Which is why I suspect I can't work if there's music on nearby, unless it's instrumental only. If there are words, I just can't give my full attention to the work and my performance suffers.

I guess people who can work with music going just block out the words, and use the music itself to create a screen so that they aren't bothered by the rest of the world either.

irontoenail
Post 2

@pastanaga - You might just not be a very strong aural learner. I'd actually be quite interested to know whether there have ever been any studies comparing whether people who don't learn well by listening to information are like that because their attention wanders more, or because the information just doesn't stick even though they do hear it.

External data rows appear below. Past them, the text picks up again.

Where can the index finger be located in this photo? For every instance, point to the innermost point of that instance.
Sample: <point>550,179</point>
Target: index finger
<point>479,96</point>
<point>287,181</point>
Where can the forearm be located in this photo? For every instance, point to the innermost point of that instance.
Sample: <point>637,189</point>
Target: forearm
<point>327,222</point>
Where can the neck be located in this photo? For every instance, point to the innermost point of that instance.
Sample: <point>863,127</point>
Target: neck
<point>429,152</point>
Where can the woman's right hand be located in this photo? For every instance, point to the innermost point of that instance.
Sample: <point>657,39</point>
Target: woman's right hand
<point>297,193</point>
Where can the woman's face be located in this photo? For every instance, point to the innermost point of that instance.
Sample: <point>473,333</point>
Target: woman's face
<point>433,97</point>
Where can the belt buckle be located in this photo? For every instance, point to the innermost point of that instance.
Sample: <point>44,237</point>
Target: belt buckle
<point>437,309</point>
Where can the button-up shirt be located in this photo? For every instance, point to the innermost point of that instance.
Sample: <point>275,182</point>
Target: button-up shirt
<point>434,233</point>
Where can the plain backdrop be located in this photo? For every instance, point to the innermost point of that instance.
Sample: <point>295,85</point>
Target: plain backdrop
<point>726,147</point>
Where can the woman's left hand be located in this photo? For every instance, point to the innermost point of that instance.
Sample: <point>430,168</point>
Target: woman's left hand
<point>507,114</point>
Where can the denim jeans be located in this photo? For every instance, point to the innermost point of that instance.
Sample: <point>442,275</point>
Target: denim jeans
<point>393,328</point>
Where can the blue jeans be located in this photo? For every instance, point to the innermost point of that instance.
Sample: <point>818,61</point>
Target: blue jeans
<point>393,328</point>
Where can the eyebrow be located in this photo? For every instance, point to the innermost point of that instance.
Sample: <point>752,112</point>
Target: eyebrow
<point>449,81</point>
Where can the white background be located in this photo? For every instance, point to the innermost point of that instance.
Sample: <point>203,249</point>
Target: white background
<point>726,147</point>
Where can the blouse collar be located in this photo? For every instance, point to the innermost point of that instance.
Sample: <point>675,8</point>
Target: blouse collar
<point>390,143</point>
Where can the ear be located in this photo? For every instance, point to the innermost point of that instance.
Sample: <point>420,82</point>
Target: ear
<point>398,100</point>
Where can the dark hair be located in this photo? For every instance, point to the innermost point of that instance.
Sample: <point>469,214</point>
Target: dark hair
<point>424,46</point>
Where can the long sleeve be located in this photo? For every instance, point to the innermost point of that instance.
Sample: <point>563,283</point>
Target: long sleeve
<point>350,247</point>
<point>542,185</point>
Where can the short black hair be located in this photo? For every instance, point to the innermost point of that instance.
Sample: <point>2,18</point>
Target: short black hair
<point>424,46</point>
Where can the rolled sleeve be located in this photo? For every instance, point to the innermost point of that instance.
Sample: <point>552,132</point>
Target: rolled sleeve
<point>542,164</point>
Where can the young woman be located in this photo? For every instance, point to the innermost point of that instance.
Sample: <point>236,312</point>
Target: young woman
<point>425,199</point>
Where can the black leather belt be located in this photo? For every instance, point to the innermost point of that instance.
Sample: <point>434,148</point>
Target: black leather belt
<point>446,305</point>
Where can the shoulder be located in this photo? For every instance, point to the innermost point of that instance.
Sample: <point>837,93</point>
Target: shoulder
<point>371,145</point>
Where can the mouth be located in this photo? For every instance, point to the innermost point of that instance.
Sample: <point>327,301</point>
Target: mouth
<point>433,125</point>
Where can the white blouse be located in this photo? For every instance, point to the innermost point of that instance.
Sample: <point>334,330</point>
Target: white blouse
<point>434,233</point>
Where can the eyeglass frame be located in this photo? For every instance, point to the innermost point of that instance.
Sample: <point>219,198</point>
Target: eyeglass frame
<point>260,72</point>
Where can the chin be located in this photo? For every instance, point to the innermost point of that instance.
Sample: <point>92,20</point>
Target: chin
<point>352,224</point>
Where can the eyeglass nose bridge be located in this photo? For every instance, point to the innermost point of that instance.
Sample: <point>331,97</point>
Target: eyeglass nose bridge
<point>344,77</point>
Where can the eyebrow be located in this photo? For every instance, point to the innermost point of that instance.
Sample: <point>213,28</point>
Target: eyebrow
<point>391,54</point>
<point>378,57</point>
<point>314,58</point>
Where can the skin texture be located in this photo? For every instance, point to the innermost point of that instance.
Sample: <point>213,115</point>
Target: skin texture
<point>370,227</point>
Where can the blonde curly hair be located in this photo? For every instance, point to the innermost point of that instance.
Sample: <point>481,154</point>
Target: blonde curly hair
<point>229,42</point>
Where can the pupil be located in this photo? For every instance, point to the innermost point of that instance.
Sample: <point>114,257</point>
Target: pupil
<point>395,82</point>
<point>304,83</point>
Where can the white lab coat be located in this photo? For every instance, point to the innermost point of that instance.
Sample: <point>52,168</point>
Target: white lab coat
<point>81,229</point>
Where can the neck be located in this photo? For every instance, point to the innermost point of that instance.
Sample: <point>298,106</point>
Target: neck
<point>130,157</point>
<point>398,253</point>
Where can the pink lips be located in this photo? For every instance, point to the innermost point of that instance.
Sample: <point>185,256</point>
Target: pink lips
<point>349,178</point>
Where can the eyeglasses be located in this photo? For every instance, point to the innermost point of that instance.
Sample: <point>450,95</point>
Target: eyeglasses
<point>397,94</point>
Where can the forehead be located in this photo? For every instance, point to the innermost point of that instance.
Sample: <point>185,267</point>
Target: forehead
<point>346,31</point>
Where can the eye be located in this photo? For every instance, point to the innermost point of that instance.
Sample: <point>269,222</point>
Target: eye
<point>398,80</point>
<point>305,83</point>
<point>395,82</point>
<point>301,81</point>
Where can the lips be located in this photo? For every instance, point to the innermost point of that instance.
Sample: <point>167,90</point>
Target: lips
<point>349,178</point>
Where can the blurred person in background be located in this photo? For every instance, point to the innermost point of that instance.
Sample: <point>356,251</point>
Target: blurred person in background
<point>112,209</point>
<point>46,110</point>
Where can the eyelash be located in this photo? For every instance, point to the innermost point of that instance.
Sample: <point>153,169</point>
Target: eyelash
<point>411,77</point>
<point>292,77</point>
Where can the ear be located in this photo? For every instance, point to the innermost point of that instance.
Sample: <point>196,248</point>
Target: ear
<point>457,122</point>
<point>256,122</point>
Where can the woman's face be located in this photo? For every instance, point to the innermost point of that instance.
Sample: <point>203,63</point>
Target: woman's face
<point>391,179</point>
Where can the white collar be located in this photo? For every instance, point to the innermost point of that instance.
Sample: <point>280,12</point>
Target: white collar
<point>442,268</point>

I always found it helped to record the lectures and then play them back afterwards in chunks. I suppose it's going to be the norm now for people to take online courses where they could do that anyway.

pastanaga
Post 1

When I was at university the first time around, I honestly just thought I wasn't that great at study. I went to all my lectures at first, but I could never seem to pay enough attention during them to let any of the information sink in. Eventually, I just stopped going to anything except the compulsory classes and just scraped by with what I picked up from those and the readings.

It wasn't until I got into a graduate course, which was much smaller, that I realized I just couldn't pay attention in a lecture. I was a perfectly good student if I was being actively engaged, rather than just spoken at. So, for me, even though attention and performance are strongly linked, I really have to have the right conditions before I can bring my attention to bear.